To calculate the time complexity of DP1, consider the maximum number of states in each state space \(\nu _{k}^{\left( {\alpha ,C_{\alpha } } \right) } \) as \(d_{1}.\left( {d_{2} -d_{1} } \right) \). Step 1.2 iterates by a factor of total feasible states, \(\sum _{k=1}^{n-1} {\left| {\nu _{k}^{\left( {\alpha ,C_{\alpha } } \right) } } \right| } \), and is \(O\left( {nd_{1} \left( {d_{2} -d_{1} } \right) } \right) \). Similarly, we can show that complexity of step 1.3 is \(O\left( {d_{1} \left( {d_{2} -d_{1} } \right) } \right) \). Step 1 iterates at most \(P_{\mathrm{sum}} =\sum _{i=1}^n {p_{i} } \) times by selecting different \(\alpha \) and \(C_{\alpha } \) values, and its complexity is \(O\left( {nP_{\mathrm{sum}} d_{1} \left( {d_{2} -d_{1} } \right) } \right) \). Finally, considering that step 2 is implemented in \(O\left( {P_{\mathrm{sum}} } \right) \), we conclude the overall time complexity of DP1 as \(O\left( {nP_{\mathrm{sum}} d_{1} \left( {d_{2} -d_{1} } \right) } \right) \).

5.2 Algorithm DP2

The basis of this algorithm is similar to DP1 and their only difference is in selecting straddling job. In contrast with the previous dynamic programming, we do not need to predefine a job as straddling at each iteration, and DP2 is able to distinguish suitable straddling job in each iteration of the algorithm. This algorithm considers the straddling job as a member of first group (group of early jobs) that makes minimum penalty if finishes at time \(C_{\alpha } \).

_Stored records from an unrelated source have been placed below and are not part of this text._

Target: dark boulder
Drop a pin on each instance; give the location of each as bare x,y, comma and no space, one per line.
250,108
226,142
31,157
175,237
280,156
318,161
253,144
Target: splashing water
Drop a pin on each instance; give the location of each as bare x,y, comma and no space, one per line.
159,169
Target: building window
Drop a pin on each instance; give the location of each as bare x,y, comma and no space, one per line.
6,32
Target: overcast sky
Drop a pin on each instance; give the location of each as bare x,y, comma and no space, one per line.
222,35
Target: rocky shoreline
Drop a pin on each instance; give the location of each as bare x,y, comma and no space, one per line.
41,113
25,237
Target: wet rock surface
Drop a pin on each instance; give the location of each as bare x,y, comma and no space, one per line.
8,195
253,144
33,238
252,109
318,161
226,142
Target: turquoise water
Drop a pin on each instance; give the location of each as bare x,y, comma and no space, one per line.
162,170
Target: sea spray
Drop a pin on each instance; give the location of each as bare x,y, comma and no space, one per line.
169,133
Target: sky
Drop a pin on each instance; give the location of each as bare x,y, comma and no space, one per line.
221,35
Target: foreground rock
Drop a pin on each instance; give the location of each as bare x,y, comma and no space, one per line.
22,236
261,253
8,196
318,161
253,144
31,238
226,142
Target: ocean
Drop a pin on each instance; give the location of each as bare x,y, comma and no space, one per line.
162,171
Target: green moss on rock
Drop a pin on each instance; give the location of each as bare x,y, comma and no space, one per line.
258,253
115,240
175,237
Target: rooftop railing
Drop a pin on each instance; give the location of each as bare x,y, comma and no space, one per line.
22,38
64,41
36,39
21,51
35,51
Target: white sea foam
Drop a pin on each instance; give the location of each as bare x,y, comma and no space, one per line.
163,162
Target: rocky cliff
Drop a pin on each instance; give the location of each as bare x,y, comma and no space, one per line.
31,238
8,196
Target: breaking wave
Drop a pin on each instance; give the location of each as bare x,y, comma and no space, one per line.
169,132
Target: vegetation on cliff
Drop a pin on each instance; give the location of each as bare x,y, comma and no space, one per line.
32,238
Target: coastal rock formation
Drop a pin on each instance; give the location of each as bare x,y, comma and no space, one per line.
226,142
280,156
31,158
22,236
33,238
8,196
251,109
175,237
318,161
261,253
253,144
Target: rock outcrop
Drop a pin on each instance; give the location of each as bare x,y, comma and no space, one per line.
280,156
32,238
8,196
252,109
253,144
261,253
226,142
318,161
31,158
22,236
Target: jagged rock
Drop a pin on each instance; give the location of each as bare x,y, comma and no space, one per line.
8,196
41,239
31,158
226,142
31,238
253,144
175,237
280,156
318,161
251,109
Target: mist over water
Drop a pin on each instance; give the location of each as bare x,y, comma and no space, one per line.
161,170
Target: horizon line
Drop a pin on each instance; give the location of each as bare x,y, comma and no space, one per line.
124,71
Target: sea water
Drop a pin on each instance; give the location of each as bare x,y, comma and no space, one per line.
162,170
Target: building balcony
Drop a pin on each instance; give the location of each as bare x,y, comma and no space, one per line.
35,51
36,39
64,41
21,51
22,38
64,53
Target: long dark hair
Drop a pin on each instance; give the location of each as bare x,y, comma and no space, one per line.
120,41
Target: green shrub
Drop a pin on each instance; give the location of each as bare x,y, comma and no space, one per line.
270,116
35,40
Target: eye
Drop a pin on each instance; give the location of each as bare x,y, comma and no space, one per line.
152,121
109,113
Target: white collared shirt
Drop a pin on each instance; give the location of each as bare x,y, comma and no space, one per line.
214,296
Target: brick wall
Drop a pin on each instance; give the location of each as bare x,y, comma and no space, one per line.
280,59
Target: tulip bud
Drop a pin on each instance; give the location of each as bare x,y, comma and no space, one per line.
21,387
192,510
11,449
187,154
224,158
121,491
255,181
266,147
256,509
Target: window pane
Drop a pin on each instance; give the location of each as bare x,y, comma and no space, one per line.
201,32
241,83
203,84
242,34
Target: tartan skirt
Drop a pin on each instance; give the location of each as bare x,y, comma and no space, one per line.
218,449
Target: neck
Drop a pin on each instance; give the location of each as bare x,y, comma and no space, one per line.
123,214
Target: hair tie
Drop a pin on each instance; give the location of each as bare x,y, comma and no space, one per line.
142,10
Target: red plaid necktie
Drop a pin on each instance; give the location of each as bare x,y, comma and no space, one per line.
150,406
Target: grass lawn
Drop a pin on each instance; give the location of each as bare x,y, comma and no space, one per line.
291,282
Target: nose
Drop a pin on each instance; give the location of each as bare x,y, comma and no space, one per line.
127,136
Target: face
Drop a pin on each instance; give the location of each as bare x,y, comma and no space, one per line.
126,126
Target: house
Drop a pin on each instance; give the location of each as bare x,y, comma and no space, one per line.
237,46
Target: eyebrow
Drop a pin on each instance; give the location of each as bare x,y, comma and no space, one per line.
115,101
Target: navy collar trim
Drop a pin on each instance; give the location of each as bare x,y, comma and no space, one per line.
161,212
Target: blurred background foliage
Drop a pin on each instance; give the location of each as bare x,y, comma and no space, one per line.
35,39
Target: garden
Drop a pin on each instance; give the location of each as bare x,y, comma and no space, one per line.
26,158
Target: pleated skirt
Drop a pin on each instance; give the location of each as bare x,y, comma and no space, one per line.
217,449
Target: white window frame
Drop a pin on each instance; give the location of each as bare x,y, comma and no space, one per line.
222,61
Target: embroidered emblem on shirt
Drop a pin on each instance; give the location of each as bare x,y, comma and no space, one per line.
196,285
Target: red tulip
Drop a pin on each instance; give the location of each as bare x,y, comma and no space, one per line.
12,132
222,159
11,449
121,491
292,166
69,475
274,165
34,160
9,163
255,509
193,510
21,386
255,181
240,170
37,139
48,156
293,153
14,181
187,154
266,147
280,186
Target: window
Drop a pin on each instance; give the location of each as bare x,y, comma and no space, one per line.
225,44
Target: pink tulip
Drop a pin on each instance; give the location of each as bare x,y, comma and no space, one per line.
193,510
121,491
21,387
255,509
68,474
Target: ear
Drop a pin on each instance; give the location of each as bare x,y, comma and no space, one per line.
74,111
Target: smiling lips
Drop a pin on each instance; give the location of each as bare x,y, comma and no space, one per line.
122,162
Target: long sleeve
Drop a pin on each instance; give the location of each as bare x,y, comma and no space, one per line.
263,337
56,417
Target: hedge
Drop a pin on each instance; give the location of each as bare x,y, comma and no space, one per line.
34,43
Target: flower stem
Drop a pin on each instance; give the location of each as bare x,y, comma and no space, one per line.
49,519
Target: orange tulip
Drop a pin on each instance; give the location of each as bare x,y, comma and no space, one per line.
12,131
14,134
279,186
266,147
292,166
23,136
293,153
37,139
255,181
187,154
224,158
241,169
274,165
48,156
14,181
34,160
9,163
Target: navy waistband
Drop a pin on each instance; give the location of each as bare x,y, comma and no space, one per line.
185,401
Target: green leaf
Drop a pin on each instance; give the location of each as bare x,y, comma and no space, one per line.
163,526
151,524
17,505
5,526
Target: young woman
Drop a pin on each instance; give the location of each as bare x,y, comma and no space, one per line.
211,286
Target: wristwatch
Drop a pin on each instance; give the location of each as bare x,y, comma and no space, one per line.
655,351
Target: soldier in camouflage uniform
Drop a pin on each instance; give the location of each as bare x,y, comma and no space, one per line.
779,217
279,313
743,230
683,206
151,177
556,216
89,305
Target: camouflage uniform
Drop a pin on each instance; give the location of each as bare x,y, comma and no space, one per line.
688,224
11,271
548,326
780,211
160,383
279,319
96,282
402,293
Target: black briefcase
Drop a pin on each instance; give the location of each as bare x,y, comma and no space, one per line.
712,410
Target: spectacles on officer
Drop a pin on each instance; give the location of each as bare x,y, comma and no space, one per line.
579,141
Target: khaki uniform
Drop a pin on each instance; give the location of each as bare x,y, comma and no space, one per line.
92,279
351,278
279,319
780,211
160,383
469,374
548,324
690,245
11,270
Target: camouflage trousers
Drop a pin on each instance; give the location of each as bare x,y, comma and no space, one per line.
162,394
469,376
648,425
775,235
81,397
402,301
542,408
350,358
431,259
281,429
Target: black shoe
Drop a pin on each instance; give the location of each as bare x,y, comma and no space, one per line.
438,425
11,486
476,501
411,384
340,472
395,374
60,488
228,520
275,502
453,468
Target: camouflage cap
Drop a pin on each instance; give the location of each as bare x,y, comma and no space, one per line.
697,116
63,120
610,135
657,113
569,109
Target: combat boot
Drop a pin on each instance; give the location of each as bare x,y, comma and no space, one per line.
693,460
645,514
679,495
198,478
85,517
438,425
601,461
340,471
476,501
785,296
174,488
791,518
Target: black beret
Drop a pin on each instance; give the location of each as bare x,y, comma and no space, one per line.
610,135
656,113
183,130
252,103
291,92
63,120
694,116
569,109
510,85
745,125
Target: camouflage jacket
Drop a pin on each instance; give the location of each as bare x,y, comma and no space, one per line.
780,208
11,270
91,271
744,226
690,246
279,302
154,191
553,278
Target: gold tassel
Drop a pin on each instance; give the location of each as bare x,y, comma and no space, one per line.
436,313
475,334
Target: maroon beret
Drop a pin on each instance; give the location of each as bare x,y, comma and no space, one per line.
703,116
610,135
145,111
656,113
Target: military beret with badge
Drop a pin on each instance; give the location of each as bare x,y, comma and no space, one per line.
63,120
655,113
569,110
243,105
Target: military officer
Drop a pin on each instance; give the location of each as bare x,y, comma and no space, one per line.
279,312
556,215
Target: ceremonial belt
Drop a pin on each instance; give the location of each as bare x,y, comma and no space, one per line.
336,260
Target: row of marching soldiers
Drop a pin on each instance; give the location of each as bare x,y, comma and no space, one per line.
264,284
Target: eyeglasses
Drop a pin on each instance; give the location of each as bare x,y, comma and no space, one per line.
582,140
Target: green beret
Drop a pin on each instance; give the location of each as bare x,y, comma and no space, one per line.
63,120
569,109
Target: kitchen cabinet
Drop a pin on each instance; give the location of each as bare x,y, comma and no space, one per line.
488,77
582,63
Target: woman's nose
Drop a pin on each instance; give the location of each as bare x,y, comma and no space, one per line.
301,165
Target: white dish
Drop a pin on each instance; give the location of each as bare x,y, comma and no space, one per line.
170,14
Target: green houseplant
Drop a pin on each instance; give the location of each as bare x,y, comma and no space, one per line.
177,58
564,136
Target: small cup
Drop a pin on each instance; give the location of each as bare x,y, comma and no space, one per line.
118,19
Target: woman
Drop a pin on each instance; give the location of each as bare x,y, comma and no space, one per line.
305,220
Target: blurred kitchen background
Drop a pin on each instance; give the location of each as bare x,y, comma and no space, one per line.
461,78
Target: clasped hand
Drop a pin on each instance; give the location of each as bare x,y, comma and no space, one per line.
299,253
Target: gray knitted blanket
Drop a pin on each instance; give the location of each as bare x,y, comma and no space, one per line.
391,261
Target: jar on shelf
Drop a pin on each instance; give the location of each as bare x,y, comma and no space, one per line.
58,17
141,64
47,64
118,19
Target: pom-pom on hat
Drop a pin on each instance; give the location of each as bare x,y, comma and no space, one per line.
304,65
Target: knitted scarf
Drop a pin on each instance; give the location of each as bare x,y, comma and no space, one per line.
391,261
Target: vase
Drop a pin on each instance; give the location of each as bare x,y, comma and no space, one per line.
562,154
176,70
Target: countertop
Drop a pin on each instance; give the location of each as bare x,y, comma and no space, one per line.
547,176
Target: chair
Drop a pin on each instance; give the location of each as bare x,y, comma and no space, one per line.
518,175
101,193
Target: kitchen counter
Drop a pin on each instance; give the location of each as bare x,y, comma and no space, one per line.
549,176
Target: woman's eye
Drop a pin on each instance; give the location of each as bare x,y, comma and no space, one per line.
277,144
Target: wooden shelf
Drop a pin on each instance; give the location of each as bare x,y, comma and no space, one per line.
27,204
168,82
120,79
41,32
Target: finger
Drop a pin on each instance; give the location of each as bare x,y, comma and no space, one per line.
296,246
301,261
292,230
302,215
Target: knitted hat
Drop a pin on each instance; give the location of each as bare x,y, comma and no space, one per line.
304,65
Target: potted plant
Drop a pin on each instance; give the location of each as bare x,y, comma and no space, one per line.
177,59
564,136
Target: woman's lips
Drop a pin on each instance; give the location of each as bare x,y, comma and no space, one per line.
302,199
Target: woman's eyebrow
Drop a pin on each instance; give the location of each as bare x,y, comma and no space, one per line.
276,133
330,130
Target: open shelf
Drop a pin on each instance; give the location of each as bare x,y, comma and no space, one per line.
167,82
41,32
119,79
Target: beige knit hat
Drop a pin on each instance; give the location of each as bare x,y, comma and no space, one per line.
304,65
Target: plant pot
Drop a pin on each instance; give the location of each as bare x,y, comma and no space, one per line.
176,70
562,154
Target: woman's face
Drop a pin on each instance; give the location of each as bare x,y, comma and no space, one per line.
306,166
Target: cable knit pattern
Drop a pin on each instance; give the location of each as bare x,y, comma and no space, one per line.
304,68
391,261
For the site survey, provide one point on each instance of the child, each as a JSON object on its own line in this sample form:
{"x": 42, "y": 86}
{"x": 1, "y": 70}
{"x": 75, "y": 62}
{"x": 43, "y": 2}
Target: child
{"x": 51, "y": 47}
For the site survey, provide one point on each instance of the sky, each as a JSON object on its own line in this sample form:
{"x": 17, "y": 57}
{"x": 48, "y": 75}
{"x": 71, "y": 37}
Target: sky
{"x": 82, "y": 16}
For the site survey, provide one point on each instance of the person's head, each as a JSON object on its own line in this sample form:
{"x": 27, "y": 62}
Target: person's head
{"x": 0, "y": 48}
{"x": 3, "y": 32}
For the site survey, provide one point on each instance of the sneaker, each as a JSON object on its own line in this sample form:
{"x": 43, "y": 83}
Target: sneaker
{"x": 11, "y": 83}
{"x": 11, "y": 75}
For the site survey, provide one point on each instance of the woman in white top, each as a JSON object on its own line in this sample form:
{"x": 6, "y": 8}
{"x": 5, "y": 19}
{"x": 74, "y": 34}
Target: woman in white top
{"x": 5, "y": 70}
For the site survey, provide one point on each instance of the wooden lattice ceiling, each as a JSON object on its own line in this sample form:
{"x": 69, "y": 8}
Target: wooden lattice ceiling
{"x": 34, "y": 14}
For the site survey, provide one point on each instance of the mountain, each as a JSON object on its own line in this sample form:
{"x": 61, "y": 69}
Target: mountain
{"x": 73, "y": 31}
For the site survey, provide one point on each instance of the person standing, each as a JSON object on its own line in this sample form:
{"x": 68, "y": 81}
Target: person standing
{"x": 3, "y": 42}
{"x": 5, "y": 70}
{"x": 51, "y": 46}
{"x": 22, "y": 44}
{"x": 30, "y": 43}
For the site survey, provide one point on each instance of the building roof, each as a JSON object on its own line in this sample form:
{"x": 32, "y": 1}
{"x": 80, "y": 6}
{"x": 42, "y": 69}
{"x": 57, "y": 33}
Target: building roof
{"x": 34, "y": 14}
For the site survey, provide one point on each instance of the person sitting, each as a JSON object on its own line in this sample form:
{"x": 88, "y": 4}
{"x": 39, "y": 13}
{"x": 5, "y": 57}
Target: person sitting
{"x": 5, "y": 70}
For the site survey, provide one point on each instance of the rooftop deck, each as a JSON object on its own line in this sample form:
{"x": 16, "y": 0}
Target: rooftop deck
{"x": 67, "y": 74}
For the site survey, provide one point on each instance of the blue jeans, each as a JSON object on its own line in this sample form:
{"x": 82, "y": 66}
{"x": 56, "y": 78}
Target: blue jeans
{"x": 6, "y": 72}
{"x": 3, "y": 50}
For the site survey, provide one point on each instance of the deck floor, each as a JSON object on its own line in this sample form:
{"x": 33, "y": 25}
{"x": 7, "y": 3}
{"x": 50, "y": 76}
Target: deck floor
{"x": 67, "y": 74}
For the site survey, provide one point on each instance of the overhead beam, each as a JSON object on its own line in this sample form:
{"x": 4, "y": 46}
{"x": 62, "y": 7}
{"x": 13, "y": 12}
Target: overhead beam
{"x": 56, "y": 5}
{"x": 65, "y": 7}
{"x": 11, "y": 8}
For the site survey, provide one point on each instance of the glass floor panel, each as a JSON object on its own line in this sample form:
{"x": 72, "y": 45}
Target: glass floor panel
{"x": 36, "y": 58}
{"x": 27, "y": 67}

During an iteration, straddling job may change, and we can only determine the correct straddling job after scheduling all jobs. Algorithm DP2 keeps at most two states with equal \(t_{1} \) and \(t_{2} \) values in each iteration; the former, \([{t_{1},t_{2} ,\alpha ,f,f_{\left( \alpha \right) } }]\), calculates minimum total penalty and the later, \([ {t_{1},t_{2},{\alpha }',{f}',{f}'_{\left( {{\alpha }'} \right) } }]\), gives minimum total penalty excluding straddling job. In this notation, f and \(f_{\left( \alpha \right) } \) denote the total penalty and total penalty excluding straddling job, respectively.

In DP2, if a job is going to be scheduled in the group of early jobs and generates smaller penalty in comparison with the current straddling job, then the current straddling job will be considered as an early job and the new job takes the straddling place.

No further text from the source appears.